Why in news?
WikiLeaks founder Julian Assange was convicted by a London court of breaking bail terms of 2012.
What is the case all about?
- Julian Assange is the head of the anti-secrecy website WikiLeaks.
- Mr. Assange made international headlines in early 2010 when WikiLeaks published a classified U.S. military video.
- It showed a 2007 attack by Apache helicopters in Baghdad that killed a dozen people, including two Reuters news staff.
- Mr. Assange was facing charges related to theft of classified information from government computers, conspiring with former U.S. Army intelligence officer Chelsea Manning.
- In 2012, authorities from Sweden wanted to question him as part of a sexual assault investigation.
- To avoid being extradited to Sweden, Mr. Assange took refuge in Ecuador's London embassy in June 2012.
- Sweden dropped that investigation in 2017, but Mr. Assange broke the rules of his original bail (2012) in London.
- Eventually, he had eluded authorities in the U.S. and the U.K. for nearly 7 years, to escape arrest.
- Now, Ecuador President Lenin Moreno withdrew his country’s grant of asylum to Mr. Assange that was on for 7 years.
- Ecuador had earlier limited Mr. Assange’s Internet access.
- Asylum was withdrawn after repeated violations to international conventions and daily-life protocols by Assange.
- Mr. Assange was thus arrested by British police and carried out of the Ecuadorean embassy, paving the way for his possible extradition to the U.S.
Why is the arrest disputed?
- His arrest has renewed a global debate on balancing between freedom of expression (or the right to information) and national security concerns.
- There exists a question if Mr. Assange is a “journalist” and WikiLeaks a "news organisation" in the traditional sense.
- But Whistleblower and former Central Intelligence Agency contractor Edward Snowden had condemned the arrest as “a dark moment for press freedom”.
- He said that the charges pressed by the U.S. against Mr. Assange are incredibly weak.
- WikiLeaks was producing things that people ought to know about those in power.

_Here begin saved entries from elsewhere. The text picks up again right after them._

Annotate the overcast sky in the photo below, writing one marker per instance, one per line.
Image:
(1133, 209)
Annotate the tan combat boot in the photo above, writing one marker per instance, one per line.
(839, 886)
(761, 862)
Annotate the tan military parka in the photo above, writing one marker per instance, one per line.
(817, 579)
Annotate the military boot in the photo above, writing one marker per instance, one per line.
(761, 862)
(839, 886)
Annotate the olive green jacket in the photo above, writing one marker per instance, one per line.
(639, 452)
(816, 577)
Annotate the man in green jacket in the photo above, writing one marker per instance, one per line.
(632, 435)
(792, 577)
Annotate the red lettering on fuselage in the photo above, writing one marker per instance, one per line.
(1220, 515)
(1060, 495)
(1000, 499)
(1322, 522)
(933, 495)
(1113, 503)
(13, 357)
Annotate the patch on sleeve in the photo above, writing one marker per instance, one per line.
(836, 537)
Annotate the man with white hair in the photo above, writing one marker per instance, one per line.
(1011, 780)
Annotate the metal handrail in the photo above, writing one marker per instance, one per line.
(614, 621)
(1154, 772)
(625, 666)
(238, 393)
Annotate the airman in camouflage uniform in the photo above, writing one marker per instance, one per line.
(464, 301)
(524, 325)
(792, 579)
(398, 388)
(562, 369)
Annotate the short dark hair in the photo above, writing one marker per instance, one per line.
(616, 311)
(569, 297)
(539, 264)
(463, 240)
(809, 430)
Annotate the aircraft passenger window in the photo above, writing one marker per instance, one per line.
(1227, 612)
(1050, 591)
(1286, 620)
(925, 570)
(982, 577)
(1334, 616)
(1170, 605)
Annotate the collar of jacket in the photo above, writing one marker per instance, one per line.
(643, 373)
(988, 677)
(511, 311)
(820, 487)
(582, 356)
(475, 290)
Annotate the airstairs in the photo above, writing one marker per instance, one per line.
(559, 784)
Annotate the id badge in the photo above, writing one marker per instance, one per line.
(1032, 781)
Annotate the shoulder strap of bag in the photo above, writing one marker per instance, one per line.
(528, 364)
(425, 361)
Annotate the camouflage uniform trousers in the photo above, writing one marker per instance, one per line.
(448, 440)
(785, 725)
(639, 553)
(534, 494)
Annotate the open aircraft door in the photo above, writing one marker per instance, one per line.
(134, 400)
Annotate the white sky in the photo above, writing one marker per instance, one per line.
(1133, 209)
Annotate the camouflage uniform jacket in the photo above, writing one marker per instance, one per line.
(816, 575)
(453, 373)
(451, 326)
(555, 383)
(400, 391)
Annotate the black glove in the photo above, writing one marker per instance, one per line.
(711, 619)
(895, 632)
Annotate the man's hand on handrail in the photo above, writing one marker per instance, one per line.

- It had opened up the space for holding people in power accountable.
- So despite the disputes, Mr. Assange’s indictment is seen to pose a threat to all journalists.
- This could suppress whistle-blowers everywhere and ultimately weaken democracy itself.
What is the dilemma now?
- Sexual assault charges against Mr. Assange have become less significant than the issues that link nation states with the Official Secrets Act.
- Jess Phillips, a UK MP, argued that Mr. Assange’s case made it clear that women’s rights are still secondary to political games.
- She emphasised that the first and most pressing case he should answer is the one where he has delayed and therefore denied possible justice to two Swedish women.
- A Swedish lawyer representing the alleged rape victim too said she would push to have prosecutors reopen the investigation.
- Jess Phillips thus called for the U.K. government to support his extradition to Sweden before even considering any pressure from the U.S.
- The UK government will now have to decide on Mr. Assange's extradition.